In the second method, called “indirect logit,” the label is a “true/false” value that indicates whether the model’s answer was correct. The label is compared against the ground truth to calculate the cross-entropy loss, which is used in training binary classification ML models.

“The way to incentivize a model to represent its true level of uncertainty is to optimize a proper scoring rule,” Hilton said. “Cross-entropy loss is an example of this (as we use in our ‘indirect logit’ method). This is not normally how language models are trained to verbalize uncertainty, however, and so in practice, language models do learn to rehash canned responses from their training data.”

The researchers’ experiments show that when calibrated for verbalized probabilities, GPT-3 generalizes well to the “multi-answer” and “multiply-divide” evaluation sets and remains “moderately calibrated under a substantial distribution shift.” However, while it outperforms the baseline and the indirect logit method, verbalized probability calibration still performs better on its training set than the multi-answer evaluation set.

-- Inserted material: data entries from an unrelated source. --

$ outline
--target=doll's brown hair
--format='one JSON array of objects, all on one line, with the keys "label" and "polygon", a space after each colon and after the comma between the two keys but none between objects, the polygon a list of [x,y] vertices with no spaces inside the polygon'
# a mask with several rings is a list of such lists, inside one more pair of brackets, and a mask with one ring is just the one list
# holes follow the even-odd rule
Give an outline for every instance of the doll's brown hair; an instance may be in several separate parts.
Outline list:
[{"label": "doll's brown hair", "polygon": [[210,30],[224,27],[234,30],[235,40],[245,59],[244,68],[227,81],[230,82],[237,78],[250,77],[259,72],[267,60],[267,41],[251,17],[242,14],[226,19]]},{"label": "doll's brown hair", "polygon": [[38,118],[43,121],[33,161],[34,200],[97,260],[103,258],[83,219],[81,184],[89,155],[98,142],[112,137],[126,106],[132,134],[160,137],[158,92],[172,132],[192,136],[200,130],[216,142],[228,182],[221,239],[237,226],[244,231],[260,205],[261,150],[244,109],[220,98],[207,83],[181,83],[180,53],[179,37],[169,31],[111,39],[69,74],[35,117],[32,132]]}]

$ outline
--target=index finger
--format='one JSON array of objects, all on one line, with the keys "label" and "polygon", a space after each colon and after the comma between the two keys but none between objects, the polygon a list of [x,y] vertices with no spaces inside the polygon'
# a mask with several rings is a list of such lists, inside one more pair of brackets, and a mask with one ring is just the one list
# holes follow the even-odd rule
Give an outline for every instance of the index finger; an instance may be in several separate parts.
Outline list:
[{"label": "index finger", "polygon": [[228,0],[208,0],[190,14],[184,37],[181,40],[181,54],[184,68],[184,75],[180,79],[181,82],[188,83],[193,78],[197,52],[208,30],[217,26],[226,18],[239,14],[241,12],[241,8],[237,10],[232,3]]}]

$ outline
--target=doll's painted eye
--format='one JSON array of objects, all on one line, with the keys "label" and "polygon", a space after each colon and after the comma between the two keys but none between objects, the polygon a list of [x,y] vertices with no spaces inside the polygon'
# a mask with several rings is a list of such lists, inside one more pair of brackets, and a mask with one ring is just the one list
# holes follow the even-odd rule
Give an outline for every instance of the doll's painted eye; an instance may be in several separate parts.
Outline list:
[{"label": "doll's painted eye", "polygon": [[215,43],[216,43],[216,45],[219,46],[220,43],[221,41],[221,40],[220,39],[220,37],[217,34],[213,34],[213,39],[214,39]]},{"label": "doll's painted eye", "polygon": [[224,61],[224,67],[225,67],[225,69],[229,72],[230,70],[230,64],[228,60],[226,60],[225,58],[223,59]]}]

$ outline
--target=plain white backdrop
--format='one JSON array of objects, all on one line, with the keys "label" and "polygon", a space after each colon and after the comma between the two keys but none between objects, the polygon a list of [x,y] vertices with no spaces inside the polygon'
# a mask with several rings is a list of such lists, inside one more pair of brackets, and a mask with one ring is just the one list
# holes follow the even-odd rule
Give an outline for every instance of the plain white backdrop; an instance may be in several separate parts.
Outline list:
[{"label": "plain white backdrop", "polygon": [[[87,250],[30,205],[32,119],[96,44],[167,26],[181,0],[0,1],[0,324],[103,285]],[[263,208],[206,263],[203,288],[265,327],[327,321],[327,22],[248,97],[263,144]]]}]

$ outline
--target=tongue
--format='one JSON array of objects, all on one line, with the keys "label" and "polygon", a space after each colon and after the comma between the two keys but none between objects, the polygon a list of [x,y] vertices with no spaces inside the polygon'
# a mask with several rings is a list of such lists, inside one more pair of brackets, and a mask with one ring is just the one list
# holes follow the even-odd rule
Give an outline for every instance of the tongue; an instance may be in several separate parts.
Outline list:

This is because the model’s answers to multi-answer questions are more likely to be correct than answers to add-subtract problems.

The indirect logit method, on the other hand, generalizes reasonably well on multi-answer questions while performing poorly on multiply-divide questions. “Further work could explore how the indirect logit compares to verbalized probability with different training setups (e.g. a more diverse distribution on probabilities and questions),” the researchers write.

One interesting finding in the study is that GPT-3 has learned the relevant features of its inputs during pre-training, which means the fine-tuning only adjusts the model to express those “latent” representations. “GPT-3 learns to express its own (pre-existing) uncertainty about answers and exhibits ‘honesty’ (i.e. communicating its actual epistemic state in words),” the researchers write.

This is an important finding because it can help guide future research on investigating what large language models learn and steer them in the right direction.

As for further investigation on LLM expression of uncertainty, the researchers propose testing LLM families other than GPT-3, “especially models that have a better grasp of probability before being finetuned.” They also suggest test calibration in other domains such as history and biology and other prompt formats such as chat and long-form question answering. 

Another possible direction is to replace supervised finetuning with a more flexible approach such as reinforcement learning. RL could remove the manual labeling bottleneck that supervised learning imposes, but it might have other challenges.

“In theory, RL can be used to incentivize the model to verbalize its true level of uncertainty—using a proper scoring rule, for example,” Hilton said. “However, this requires access to ground truth about how likely the model’s claim is to be correct, which can become increasingly challenging to obtain as models become more intelligent. This is known as the ‘scalable oversight’ problem, and is seen as an important bottleneck to aligning advanced AI systems with human interests.”